I belong to that generation of pre-baby boomers that is now well past middle age. I am close enough to the actual baby boomers to have had many of the same cultural influences, but I was fortunate to be part of what demographers call a small birth cohort. We had a relatively easy time of it—small classes in school and not much competition for jobs. We entered an expanding labour market at a time when the words “global” and “economy” rarely if ever appeared in the same sentence.
Along with the baby boomers, we have by now taken buy-outs and early-retirement packages to make way for a generation that has grown accustomed to fierce competition for fewer actual jobs, contract work, and few benefits.
The fortunate of the fortunate among the baby boomers who have inherited or stand to inherit a bundle from parents made frugal and fiscally wise by the Great Depression may survive even the eventual collapse of pension funds. Given greatly increased longevity, though, some heirs may have to wait a long time for their inheritance, which probably explains the current interest in assisted death.
Some of us who entered the middle class thanks to the gains of the labour movement and the benefits of the welfare state may find ourselves slipping out of it in retirement.
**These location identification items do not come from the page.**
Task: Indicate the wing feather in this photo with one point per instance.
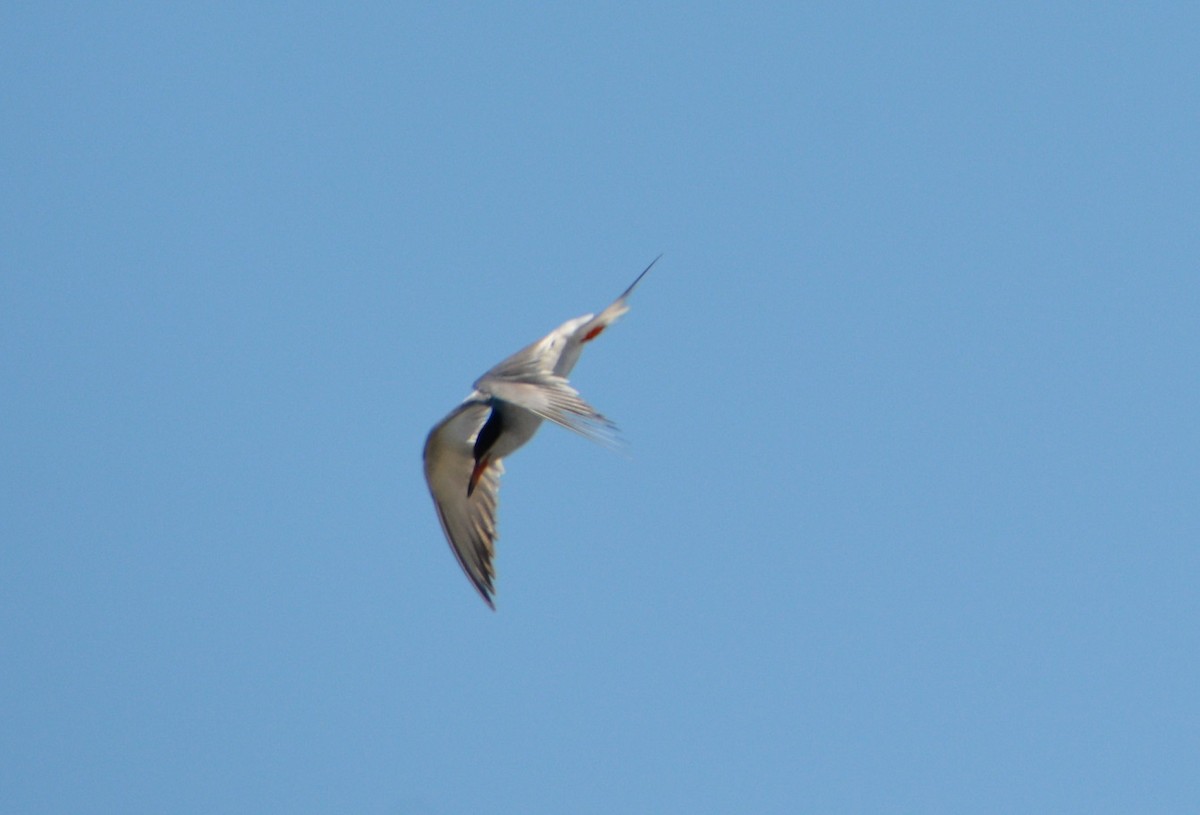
(468, 521)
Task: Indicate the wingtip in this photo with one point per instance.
(639, 280)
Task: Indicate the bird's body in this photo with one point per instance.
(465, 453)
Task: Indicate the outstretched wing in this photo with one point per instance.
(468, 521)
(549, 396)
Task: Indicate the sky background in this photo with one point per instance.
(909, 519)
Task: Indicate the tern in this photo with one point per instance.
(465, 453)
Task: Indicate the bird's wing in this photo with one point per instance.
(582, 330)
(550, 397)
(468, 521)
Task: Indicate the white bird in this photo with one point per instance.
(465, 453)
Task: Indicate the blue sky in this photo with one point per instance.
(909, 520)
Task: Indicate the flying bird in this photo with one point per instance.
(465, 453)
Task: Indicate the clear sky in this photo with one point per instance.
(910, 514)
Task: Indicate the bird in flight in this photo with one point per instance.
(465, 453)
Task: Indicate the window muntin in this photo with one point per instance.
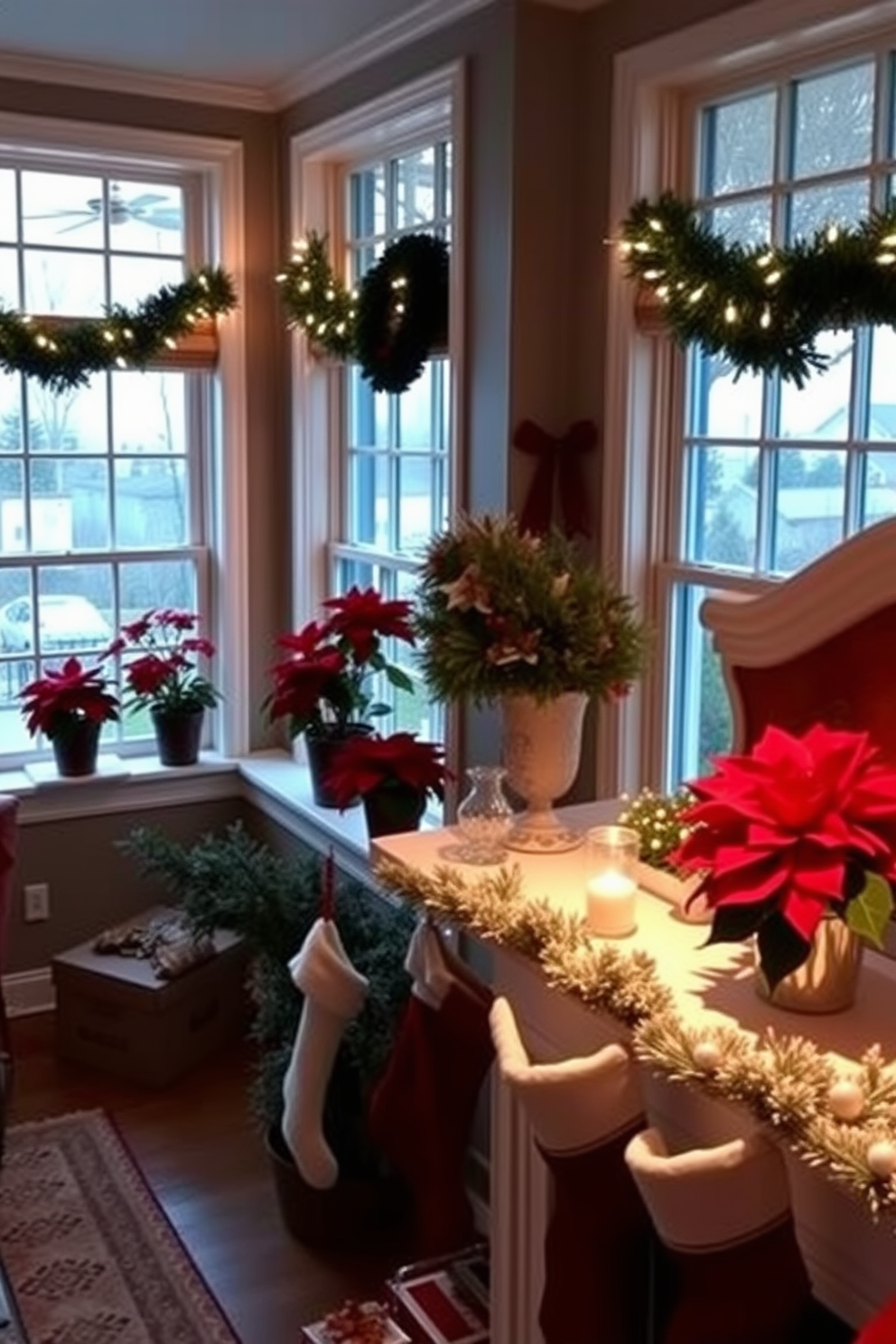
(101, 487)
(395, 472)
(772, 476)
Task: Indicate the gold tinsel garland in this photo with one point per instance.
(844, 1123)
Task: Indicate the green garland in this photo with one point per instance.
(390, 324)
(840, 1120)
(62, 357)
(761, 308)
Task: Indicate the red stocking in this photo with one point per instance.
(595, 1250)
(422, 1109)
(882, 1330)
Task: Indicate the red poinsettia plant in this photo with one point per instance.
(322, 683)
(364, 763)
(164, 674)
(61, 699)
(798, 828)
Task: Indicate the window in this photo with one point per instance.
(751, 477)
(104, 490)
(388, 460)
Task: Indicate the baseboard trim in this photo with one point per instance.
(28, 991)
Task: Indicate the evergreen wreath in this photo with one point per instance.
(762, 307)
(63, 355)
(390, 324)
(402, 311)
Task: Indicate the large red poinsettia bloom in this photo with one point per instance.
(364, 617)
(363, 763)
(778, 832)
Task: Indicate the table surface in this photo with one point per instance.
(711, 984)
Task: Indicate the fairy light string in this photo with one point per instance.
(62, 355)
(761, 308)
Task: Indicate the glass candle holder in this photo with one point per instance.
(611, 881)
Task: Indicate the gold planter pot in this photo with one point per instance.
(827, 979)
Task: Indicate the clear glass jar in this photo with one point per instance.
(484, 817)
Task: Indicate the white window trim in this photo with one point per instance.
(220, 162)
(649, 154)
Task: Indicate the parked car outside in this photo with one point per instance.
(66, 621)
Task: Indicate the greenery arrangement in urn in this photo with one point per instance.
(500, 611)
(231, 881)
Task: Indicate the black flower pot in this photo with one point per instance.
(77, 748)
(393, 808)
(355, 1211)
(322, 749)
(178, 734)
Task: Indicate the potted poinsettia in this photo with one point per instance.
(70, 705)
(160, 674)
(324, 683)
(797, 845)
(394, 777)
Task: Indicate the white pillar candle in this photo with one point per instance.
(611, 903)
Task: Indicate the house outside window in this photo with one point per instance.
(752, 477)
(105, 490)
(378, 471)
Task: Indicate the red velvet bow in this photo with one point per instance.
(559, 462)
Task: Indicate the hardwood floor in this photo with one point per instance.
(196, 1145)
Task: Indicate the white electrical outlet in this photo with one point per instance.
(36, 905)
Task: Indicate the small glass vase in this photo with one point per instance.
(484, 817)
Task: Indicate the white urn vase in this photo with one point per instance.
(542, 751)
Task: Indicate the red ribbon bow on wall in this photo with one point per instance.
(559, 462)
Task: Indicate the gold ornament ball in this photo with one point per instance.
(707, 1054)
(882, 1157)
(846, 1099)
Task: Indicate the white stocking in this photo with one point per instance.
(333, 994)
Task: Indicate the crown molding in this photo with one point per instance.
(380, 42)
(123, 79)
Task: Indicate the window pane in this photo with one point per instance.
(367, 196)
(843, 204)
(414, 413)
(8, 218)
(8, 278)
(821, 407)
(145, 217)
(62, 209)
(739, 144)
(70, 284)
(135, 277)
(369, 500)
(746, 222)
(700, 707)
(415, 190)
(720, 404)
(151, 503)
(723, 507)
(11, 427)
(149, 413)
(809, 503)
(835, 116)
(69, 422)
(414, 503)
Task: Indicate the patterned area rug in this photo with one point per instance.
(89, 1253)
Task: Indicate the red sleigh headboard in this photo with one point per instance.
(817, 648)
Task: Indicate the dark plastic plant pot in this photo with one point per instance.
(322, 749)
(76, 749)
(350, 1214)
(178, 734)
(393, 808)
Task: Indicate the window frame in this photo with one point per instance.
(658, 88)
(222, 476)
(322, 160)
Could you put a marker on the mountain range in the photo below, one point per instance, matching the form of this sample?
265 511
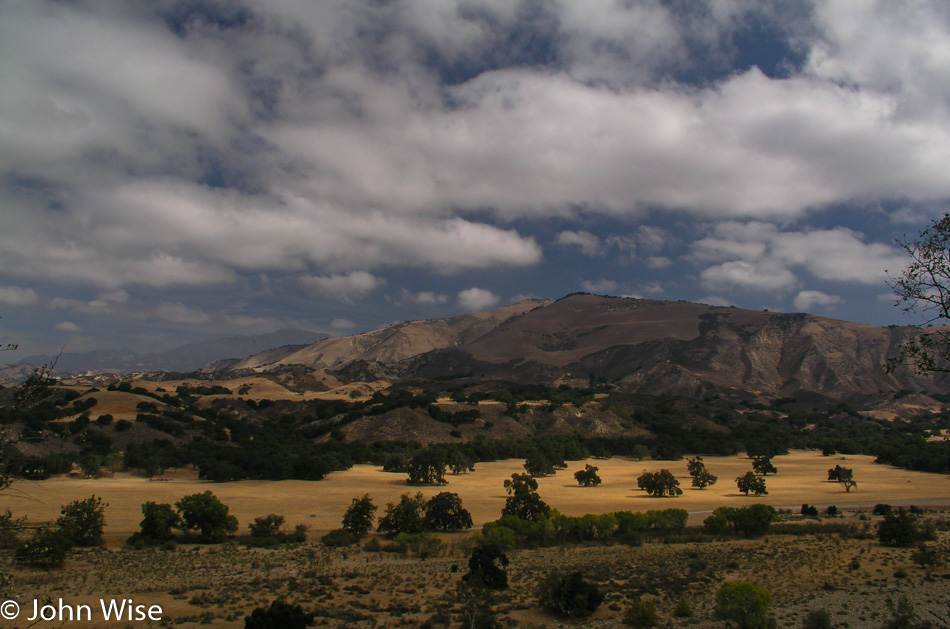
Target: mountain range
184 358
637 345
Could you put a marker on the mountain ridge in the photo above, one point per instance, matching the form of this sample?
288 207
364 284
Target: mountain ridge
638 345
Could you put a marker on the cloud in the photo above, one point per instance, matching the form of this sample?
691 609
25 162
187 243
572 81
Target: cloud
759 256
342 324
767 276
177 312
477 299
658 262
602 286
588 243
422 298
18 296
347 288
808 299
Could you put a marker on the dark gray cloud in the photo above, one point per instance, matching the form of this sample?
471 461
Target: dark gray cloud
169 150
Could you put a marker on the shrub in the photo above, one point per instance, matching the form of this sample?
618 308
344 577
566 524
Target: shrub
641 614
266 525
818 619
83 520
744 604
279 615
423 545
358 518
405 517
569 594
47 548
901 528
486 567
338 538
208 515
444 512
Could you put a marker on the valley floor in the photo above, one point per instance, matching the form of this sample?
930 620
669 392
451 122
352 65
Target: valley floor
217 586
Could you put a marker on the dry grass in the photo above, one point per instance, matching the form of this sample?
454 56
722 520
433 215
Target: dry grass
320 504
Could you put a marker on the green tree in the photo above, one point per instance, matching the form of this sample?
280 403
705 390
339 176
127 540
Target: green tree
46 548
902 528
744 605
476 606
763 465
444 512
587 477
537 464
702 478
523 500
752 520
206 514
83 520
266 525
408 516
750 483
641 614
358 518
487 567
659 484
460 463
818 619
924 287
279 615
157 524
569 594
427 468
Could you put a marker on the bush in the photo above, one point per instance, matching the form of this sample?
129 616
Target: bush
266 525
338 538
83 520
358 518
47 548
901 528
423 545
279 615
569 594
208 515
744 604
818 619
641 614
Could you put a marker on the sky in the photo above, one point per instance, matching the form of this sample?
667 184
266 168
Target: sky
173 171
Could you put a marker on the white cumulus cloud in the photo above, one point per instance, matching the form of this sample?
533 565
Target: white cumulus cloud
476 299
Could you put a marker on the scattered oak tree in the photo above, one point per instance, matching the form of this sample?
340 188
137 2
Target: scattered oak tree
587 477
569 594
750 483
83 520
427 468
206 514
444 512
702 478
408 516
763 465
744 605
924 286
659 484
358 518
523 500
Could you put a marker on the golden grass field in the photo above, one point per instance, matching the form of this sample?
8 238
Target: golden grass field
217 586
802 478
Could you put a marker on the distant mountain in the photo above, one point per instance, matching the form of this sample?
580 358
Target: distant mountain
184 358
393 344
638 345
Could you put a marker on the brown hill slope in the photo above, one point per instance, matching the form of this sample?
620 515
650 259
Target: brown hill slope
392 344
639 345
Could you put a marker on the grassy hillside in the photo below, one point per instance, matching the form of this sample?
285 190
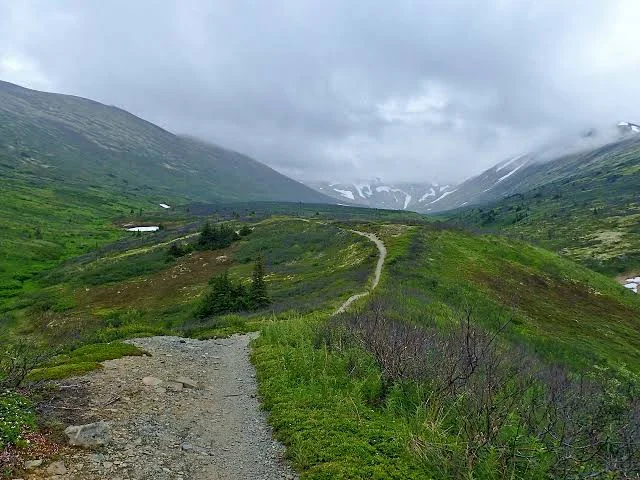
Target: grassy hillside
524 173
591 215
71 166
72 139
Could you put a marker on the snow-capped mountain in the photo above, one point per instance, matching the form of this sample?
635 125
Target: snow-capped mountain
379 194
526 171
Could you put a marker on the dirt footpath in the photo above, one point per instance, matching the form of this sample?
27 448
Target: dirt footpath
171 431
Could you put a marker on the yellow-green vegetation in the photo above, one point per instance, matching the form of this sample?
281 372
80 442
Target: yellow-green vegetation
565 311
591 214
17 416
82 359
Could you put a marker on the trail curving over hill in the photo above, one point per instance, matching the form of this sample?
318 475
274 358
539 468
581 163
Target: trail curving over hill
163 429
376 275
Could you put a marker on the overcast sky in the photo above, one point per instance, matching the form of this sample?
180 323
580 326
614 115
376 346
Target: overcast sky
335 89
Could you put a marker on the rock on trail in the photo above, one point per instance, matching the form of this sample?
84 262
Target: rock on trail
209 427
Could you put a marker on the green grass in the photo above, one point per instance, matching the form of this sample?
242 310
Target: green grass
17 415
562 310
82 360
324 402
591 215
317 403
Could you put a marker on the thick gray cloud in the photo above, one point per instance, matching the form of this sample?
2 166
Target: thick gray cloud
406 90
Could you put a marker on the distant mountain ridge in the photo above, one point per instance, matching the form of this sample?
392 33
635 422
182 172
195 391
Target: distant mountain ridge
379 194
71 139
524 172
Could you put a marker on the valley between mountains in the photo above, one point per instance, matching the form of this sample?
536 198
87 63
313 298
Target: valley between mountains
209 427
226 321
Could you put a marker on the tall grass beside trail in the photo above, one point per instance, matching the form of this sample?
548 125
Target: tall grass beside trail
366 396
321 406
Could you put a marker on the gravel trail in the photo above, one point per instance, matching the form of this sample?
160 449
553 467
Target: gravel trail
215 431
163 430
376 276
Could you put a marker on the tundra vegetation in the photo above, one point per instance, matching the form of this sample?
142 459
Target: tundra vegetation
477 356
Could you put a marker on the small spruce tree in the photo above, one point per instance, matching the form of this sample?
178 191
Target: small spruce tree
258 295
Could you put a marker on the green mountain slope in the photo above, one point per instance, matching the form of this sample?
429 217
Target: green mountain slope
367 403
590 211
79 141
525 172
69 166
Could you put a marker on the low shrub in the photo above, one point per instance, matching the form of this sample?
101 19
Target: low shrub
17 416
507 412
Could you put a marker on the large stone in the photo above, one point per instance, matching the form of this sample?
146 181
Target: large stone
89 435
187 382
57 468
151 381
174 386
31 464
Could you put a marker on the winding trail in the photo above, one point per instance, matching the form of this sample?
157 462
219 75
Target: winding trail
162 430
376 276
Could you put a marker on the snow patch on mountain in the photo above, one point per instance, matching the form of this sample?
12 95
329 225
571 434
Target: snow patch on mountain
510 173
345 193
508 162
430 193
445 194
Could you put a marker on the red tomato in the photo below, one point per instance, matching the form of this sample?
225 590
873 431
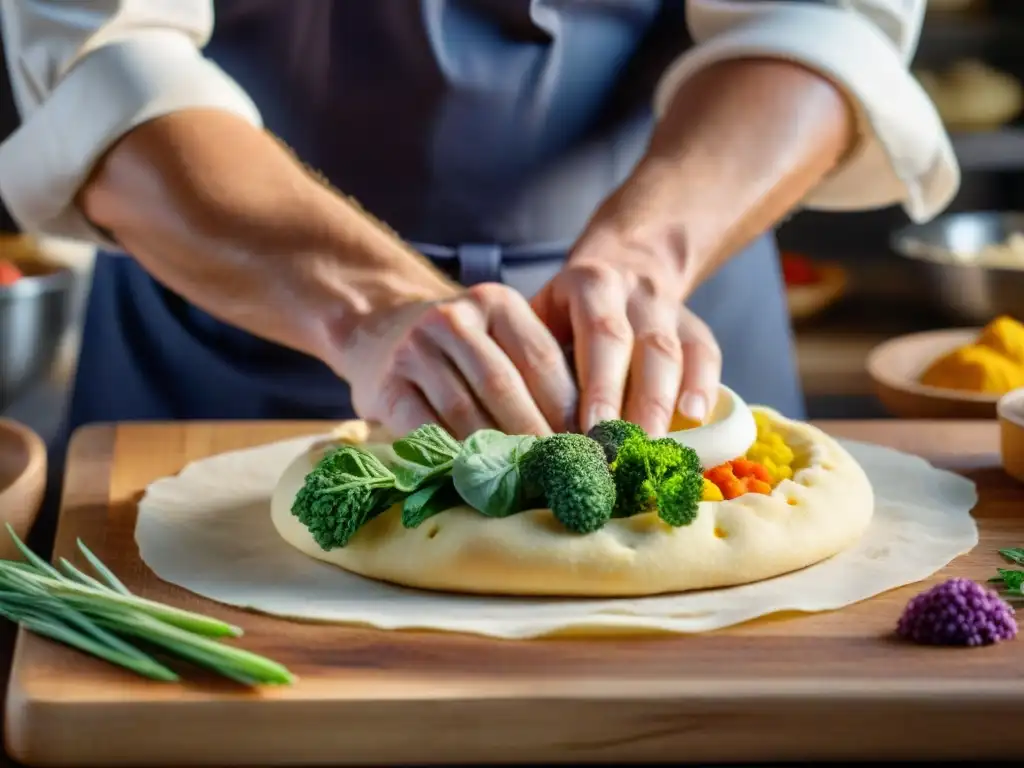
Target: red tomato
9 273
799 270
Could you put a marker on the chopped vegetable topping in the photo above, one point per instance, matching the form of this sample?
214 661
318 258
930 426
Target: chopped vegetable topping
740 476
957 612
771 451
712 493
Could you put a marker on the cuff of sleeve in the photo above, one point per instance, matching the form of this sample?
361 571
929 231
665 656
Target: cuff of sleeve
903 156
111 91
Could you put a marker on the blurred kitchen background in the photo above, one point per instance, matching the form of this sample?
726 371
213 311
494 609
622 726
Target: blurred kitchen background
850 289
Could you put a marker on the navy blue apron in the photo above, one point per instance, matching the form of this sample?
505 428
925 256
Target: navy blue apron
479 130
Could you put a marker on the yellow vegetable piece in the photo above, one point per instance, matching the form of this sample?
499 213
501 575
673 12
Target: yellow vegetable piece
976 369
1006 336
771 452
680 422
712 493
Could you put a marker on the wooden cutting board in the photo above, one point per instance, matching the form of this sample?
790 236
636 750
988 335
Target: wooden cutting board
795 687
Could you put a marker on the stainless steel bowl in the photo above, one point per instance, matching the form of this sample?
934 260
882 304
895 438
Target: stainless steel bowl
968 292
34 314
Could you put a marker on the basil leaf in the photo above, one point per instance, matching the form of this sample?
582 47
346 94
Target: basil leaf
1015 554
428 446
1013 580
429 501
409 476
486 472
346 489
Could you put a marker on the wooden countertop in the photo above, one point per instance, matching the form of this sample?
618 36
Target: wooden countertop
751 692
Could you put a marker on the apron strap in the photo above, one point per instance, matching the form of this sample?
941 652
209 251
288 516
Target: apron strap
479 263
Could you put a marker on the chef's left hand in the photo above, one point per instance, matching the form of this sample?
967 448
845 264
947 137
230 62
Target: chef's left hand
640 353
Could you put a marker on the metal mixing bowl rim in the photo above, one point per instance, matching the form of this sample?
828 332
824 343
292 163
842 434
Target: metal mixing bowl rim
32 286
898 238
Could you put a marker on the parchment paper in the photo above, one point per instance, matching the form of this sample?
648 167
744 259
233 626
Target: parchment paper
208 530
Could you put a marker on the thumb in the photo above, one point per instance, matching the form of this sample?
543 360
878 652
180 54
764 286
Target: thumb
701 368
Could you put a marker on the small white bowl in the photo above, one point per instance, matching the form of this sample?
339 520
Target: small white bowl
1010 412
728 433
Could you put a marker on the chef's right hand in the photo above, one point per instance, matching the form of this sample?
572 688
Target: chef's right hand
480 358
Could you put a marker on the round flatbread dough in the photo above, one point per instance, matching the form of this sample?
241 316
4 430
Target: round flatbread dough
821 511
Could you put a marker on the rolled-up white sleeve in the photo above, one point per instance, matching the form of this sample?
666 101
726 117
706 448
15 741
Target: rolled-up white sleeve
864 46
84 74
Our children with their contract work and meager benefits will be hard-pressed to care for us.
In the face of these grim demographic and economic realities, it is hardly surprising that the political scene in the U.S., the advanced country with the flimsiest safety net, is beginning to turn ugly. The collapse of the pseudo-socialist states of the old communist bloc long ago ensured the rise of right-wing populism but is now far enough in the past to allow for a competing left-wing populism.
Both Donald Trump and Bernie Sanders are tapping into a deep angst in the American population. Donald Trump presents himself as the great leader who will fix everything and “make America great again” and, perhaps not incidentally, more white again by deporting millions of illegal Mexicans. Bernie Sanders stresses that by himself he can do nothing and calls for a revolution, by which he means millions of Americans standing with him to demand that the billionaire class relinquish its strangle hold on the economy.
To me, it does seem like a clash between fascism and socialism. But, then, I really am the old fart in the mirror.